Friday, January 13, 2017

Faith Filled Friday









Welcome to Coffee Hour @ Chicklit Power and thanks so much for taking time out of your day to join us for our Faith Filled Friday, which really is about strengthening our faith in the journey of life. IF you’re new to this blog, grab yourself a red piece of yarn about 18 inches long; this is your Strand of Faith and every time you read something that encourages you in your faith, tie a knot! After a few weeks of joining us for Coffee Hour, you can hold up your Strand of Faith and hopefully it will be filled with knots; just like your faith, unlikely to unravel! Let’s get started.

There is a double edged sword to being in ministry because what I teach, I must live and as I write from my heart to yours, I have to tell you, I have told/taught my trench students over and over again to pay attention to the emotional dashboard, analogizing it to the dashboard in our cars! Well, hello! A couple of weeks ago, my car was trying to tell me something and I was too busy to listen! Really!?!  Yes, because I was too busy, and didn’t make the time to take the time, I blew right by the warning signs.

A few days after telling my husband the first time, I got in my car…in a hurry, and saw the light again. Hey, at least I was slowing down enough to see it! I dug into my memory bank, deeper … farther … oh, yeah, there it is! I remembered! This light was trying to tell me something about my tire; that’s right.

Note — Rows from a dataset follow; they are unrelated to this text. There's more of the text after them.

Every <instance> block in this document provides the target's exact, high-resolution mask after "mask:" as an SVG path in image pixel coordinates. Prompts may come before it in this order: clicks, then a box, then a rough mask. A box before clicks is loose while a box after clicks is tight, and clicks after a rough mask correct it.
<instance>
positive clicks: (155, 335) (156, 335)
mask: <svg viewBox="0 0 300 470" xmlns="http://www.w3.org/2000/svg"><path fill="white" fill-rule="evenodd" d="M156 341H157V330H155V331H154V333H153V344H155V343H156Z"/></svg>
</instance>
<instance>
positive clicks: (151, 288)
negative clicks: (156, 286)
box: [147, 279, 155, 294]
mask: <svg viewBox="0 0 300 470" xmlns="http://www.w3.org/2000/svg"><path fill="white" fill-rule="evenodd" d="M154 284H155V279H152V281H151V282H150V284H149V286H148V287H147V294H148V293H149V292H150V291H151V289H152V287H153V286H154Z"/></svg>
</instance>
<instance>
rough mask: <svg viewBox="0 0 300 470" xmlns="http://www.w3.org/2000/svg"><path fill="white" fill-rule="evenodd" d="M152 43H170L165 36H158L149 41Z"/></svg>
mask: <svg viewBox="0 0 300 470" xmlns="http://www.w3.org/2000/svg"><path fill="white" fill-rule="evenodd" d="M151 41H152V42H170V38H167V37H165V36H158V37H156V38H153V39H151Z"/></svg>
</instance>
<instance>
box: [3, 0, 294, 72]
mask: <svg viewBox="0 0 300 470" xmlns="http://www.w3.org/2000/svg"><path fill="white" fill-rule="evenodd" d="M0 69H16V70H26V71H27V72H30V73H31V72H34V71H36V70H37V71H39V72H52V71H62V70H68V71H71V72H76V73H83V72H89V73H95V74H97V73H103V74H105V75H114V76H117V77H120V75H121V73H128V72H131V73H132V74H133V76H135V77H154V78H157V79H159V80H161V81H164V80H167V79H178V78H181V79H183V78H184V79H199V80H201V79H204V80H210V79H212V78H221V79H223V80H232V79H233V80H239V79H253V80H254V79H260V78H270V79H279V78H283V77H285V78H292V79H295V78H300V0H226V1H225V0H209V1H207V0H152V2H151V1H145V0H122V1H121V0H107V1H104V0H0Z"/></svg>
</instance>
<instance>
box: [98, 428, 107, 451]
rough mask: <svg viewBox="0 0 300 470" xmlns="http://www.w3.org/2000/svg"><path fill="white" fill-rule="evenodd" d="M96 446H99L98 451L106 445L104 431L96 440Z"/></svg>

I breathed a sigh of relief and pushed it back, though not as far down, but still down the hallway of my mind, moving on to my next destination. It could wait for later, I thought. Besides, the car felt fine. I didn’t feel anything different.

Well, later didn’t come until a week later, and only after my husband had asked me, for the “inth” time, if I had gotten it taken care of and got tired of hearing me say, “I haven’t had time,” did he take it to our local tire place. When he came home, he was a tiny bit irritated with me, letting me know that, unbeknownst to me, my tire was screaming for help and what apparently started as a little hole, became a bigger one and had to be replaced!

How in the world did my car even know that? As I realized the possible ramifications and just how many angels He must have had watching over me as I went here and there and everywhere on the crazy freeways of California, and how wonderful my husband is to take care of things I just don’t make the time to take the time for…my heart squeezed with humble joy, knowing I am loved that much. Oh, how I take so many things for granted.

I hugged my honey, and thanked him for taking care of it for me, for making me feel taken care of as well, and didn’t think too much more about it…until the next day when I got in the car to go to a meeting that required some freeway driving.
I don’t even remember where it was I was going; all I remembered noticing a difference in how the car drove! It was ever so slight, but I noticed that the ride was smoother and there wasn’t this pull … to the right.

That made me think; wow, life can be like that, right? Little by little, day by day, if we don’t do our tune-ups, do our maintenance, meet with our Maker, aka the Tour Guide, life can tend to pull us off track, off the narrow road and onto a path more traveled, and before we know it, we are going with the flow and against God’s will. When that happens, Coffee Hour Friend, stop, right where you are and allow yourself to be guided back to the narrow road!